Analizin örüntüsü değişecektir. Kabaca söylemek gerekirse, hasta bir zaman boyunca gelişiyor gibi gözükmeyecektir ancak her bir seans kendi içinde tamamlanacaktır. İlerleme yükselen rakamlarla ve değişen duygudurumla ölçülebilecektir, fikirler ve tutumlar yapılan herhangi bir seansta görünür olacaktır. Kaybolması gereken malzemenin tekrarıyla seansların tıkanması daha az, ve sonuç olarak seanstan seansa hızlanan bir tempo olacaktır.
Psikanalist, her seansta hastayı daha önce görmediğini hissedeceği bir zihin durumu elde etmeyi hedeflemelidir. Eğer daha önce gördüğünü hissetmekteyse, yanlış hastayı tedavi ediyordur.
Bu yordam, son derece içe işler durumdadır. Bu nedenle psikanalist, belleği ve arzuyu sürekli olarak dışlamayı hedeflemeli ve sonuçlar ilk başta tedirginlik verici görünüyorsa da çok fazla huzursuzlanmamalıdır.
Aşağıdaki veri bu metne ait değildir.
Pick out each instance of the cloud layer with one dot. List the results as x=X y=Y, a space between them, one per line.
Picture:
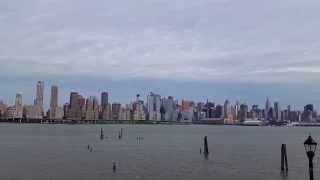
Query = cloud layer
x=247 y=41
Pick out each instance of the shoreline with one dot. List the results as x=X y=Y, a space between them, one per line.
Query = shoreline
x=146 y=122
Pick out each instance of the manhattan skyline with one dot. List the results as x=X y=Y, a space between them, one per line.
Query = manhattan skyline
x=220 y=49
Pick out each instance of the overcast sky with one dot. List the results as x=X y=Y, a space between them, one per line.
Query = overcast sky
x=236 y=44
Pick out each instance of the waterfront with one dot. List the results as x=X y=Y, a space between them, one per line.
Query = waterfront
x=47 y=151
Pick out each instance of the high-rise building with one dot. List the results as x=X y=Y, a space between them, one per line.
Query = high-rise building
x=170 y=108
x=138 y=110
x=104 y=99
x=77 y=106
x=267 y=110
x=116 y=107
x=228 y=119
x=185 y=105
x=153 y=106
x=3 y=110
x=55 y=112
x=307 y=115
x=218 y=111
x=39 y=94
x=19 y=107
x=277 y=111
x=243 y=112
x=92 y=108
x=54 y=97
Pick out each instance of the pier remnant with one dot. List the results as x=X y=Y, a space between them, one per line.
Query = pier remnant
x=101 y=134
x=284 y=159
x=206 y=149
x=114 y=167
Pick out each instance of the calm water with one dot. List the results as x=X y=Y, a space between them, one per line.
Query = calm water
x=40 y=152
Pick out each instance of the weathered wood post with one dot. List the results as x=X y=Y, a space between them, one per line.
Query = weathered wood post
x=284 y=159
x=101 y=134
x=206 y=149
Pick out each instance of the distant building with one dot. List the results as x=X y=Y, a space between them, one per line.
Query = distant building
x=185 y=105
x=219 y=111
x=267 y=110
x=243 y=113
x=228 y=118
x=153 y=106
x=106 y=112
x=170 y=108
x=3 y=110
x=32 y=112
x=277 y=112
x=55 y=112
x=19 y=107
x=104 y=99
x=76 y=107
x=39 y=95
x=116 y=107
x=307 y=115
x=92 y=108
x=138 y=110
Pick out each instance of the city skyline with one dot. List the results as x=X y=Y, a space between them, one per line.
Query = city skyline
x=251 y=95
x=103 y=98
x=216 y=49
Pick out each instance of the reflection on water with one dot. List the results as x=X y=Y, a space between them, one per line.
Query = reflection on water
x=168 y=152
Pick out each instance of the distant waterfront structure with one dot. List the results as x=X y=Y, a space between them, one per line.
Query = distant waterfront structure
x=267 y=110
x=156 y=108
x=170 y=108
x=104 y=99
x=55 y=112
x=92 y=109
x=228 y=119
x=76 y=108
x=138 y=110
x=3 y=110
x=116 y=107
x=19 y=106
x=243 y=113
x=39 y=94
x=153 y=106
x=277 y=111
x=219 y=111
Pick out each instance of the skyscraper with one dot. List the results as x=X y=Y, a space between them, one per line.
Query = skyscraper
x=18 y=106
x=243 y=112
x=76 y=104
x=54 y=97
x=267 y=109
x=55 y=111
x=39 y=94
x=104 y=99
x=227 y=113
x=153 y=106
x=277 y=111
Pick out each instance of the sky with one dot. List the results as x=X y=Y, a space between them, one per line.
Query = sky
x=218 y=49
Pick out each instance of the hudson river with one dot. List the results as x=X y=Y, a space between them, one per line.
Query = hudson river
x=164 y=152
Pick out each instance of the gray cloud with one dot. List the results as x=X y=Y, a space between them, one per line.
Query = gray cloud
x=251 y=41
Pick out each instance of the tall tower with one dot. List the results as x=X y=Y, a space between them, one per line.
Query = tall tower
x=39 y=95
x=267 y=109
x=154 y=105
x=54 y=97
x=54 y=102
x=18 y=106
x=277 y=111
x=104 y=99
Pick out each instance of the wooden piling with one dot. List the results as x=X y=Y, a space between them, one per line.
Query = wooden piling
x=206 y=149
x=101 y=134
x=284 y=158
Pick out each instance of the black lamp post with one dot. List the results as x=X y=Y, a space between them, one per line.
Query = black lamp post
x=310 y=146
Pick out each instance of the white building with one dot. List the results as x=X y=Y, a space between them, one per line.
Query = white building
x=153 y=106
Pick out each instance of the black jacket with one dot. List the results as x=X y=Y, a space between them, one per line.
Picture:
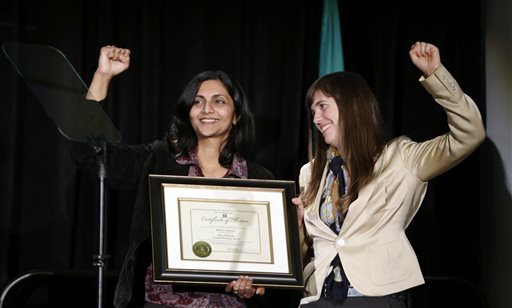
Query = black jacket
x=130 y=286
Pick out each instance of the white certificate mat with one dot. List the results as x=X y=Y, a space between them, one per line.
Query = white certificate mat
x=211 y=231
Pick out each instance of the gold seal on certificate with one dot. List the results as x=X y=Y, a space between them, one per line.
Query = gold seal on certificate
x=202 y=249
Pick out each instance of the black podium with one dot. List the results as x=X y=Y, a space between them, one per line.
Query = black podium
x=61 y=91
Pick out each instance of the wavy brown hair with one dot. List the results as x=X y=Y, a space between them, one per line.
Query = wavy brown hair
x=362 y=133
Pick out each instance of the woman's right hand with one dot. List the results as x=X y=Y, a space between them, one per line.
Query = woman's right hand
x=300 y=210
x=113 y=60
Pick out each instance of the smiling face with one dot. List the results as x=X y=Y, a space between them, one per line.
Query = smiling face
x=324 y=111
x=213 y=111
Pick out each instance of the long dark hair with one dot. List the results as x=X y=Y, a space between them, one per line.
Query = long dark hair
x=362 y=132
x=182 y=137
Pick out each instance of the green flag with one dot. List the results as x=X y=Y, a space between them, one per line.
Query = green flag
x=331 y=52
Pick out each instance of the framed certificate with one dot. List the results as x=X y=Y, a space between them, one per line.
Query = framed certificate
x=211 y=231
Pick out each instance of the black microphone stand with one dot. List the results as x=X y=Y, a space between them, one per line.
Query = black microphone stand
x=100 y=259
x=61 y=91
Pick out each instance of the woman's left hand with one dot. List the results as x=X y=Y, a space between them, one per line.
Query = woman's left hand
x=426 y=57
x=243 y=287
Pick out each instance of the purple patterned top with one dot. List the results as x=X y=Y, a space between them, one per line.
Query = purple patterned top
x=163 y=294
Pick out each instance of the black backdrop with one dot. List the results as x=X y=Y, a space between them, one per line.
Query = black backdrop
x=48 y=207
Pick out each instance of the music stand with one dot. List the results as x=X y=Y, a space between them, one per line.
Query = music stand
x=61 y=91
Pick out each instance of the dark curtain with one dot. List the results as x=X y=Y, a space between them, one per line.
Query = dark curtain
x=48 y=205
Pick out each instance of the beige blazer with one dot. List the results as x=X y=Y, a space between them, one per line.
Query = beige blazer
x=374 y=250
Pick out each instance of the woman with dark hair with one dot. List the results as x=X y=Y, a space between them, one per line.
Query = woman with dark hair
x=360 y=191
x=211 y=131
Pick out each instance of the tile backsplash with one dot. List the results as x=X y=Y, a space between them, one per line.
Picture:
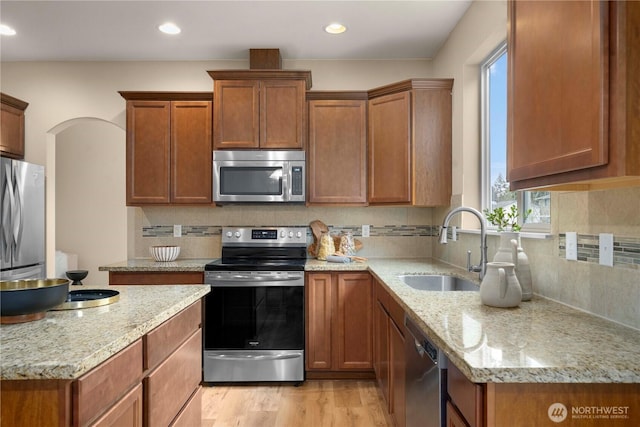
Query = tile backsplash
x=626 y=250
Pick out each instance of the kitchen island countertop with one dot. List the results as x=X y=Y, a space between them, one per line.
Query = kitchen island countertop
x=149 y=264
x=66 y=344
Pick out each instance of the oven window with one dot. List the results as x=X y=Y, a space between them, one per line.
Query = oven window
x=257 y=318
x=251 y=181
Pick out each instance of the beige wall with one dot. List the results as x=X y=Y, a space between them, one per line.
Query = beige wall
x=90 y=217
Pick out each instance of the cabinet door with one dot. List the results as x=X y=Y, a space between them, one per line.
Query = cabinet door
x=558 y=87
x=126 y=413
x=454 y=419
x=397 y=367
x=237 y=115
x=191 y=160
x=381 y=349
x=282 y=114
x=389 y=149
x=11 y=131
x=169 y=387
x=354 y=319
x=337 y=152
x=319 y=310
x=148 y=152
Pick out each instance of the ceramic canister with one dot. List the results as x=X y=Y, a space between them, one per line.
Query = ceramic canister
x=500 y=287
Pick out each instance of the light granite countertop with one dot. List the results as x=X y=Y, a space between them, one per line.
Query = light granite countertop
x=149 y=264
x=66 y=344
x=541 y=341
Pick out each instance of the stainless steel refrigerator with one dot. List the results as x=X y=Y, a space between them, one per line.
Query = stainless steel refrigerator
x=22 y=233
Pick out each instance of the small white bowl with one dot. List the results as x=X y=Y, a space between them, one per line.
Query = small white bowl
x=164 y=253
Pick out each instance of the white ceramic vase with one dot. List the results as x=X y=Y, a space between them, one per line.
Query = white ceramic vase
x=523 y=272
x=506 y=252
x=511 y=251
x=500 y=287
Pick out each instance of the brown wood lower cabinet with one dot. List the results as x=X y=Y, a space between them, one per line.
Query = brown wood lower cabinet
x=339 y=325
x=156 y=278
x=389 y=355
x=127 y=412
x=153 y=382
x=454 y=419
x=171 y=384
x=465 y=398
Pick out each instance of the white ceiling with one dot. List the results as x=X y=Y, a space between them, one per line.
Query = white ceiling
x=127 y=30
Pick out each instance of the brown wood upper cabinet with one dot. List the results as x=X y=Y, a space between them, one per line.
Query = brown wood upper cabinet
x=168 y=148
x=409 y=136
x=339 y=322
x=260 y=109
x=573 y=95
x=12 y=126
x=337 y=151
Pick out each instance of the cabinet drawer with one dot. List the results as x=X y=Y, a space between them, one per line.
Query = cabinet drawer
x=155 y=278
x=101 y=387
x=127 y=412
x=163 y=340
x=171 y=384
x=466 y=396
x=191 y=414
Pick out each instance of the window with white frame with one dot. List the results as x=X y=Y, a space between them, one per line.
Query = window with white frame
x=495 y=186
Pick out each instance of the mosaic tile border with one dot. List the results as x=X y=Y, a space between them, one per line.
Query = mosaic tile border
x=375 y=231
x=626 y=250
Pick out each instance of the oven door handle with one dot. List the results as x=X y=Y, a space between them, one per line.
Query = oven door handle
x=245 y=357
x=222 y=281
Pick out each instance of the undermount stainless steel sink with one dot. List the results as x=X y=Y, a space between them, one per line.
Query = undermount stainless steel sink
x=438 y=282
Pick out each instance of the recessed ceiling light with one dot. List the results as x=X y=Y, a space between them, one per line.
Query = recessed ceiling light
x=6 y=30
x=169 y=28
x=335 y=28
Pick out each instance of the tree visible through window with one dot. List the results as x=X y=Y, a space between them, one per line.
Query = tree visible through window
x=496 y=191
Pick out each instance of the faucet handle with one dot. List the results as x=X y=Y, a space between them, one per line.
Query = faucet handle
x=472 y=268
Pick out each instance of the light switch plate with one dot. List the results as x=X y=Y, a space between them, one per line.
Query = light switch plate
x=606 y=249
x=571 y=245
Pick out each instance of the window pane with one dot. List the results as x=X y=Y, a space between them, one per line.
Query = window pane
x=494 y=75
x=497 y=122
Psikanalist buna alışacak ve psikanalitik tekniğini, hızlı bir şekilde deneyime bırakan, ancak zihinsel yetinin nörojik olarak kesin çürümesine yol açan, kusurlu bir şekilde hatırlanan hafif deneyimin değişen kumulları üzerinde değil, evrimi sezen sağlam bir temel üzerinde inşa etme tesellisine sahip olacaktır. Gelişen seans aşikardır ve sezimi çürüyüp bozulmaz. Bir şans verilirse erken başlar ve geç bozulur.
Yukarıda söz edilenler, savunulan ilkelerin uygulamaya koyulmasından damıtılmış kısa bir açıklamadır. Teorik çıkarımlar her psikanalist tarafından kendisi için çalışılabilir. Bunlar kusursuz bir şekilde “hatırlanan” genelleştirilmiş teorilerden değil, benzersiz bir bireyle yaşanan duygusal deneyimden elde edilmiş olduğu için psikanalistin yorumlamaları hem kendisi hem kendisi hem hastası için güç ve inanç kazanmalıdır.
Bion, W. R. (1967). Notes on memory and desire. Classics in psychoanalytic technique, 259-260.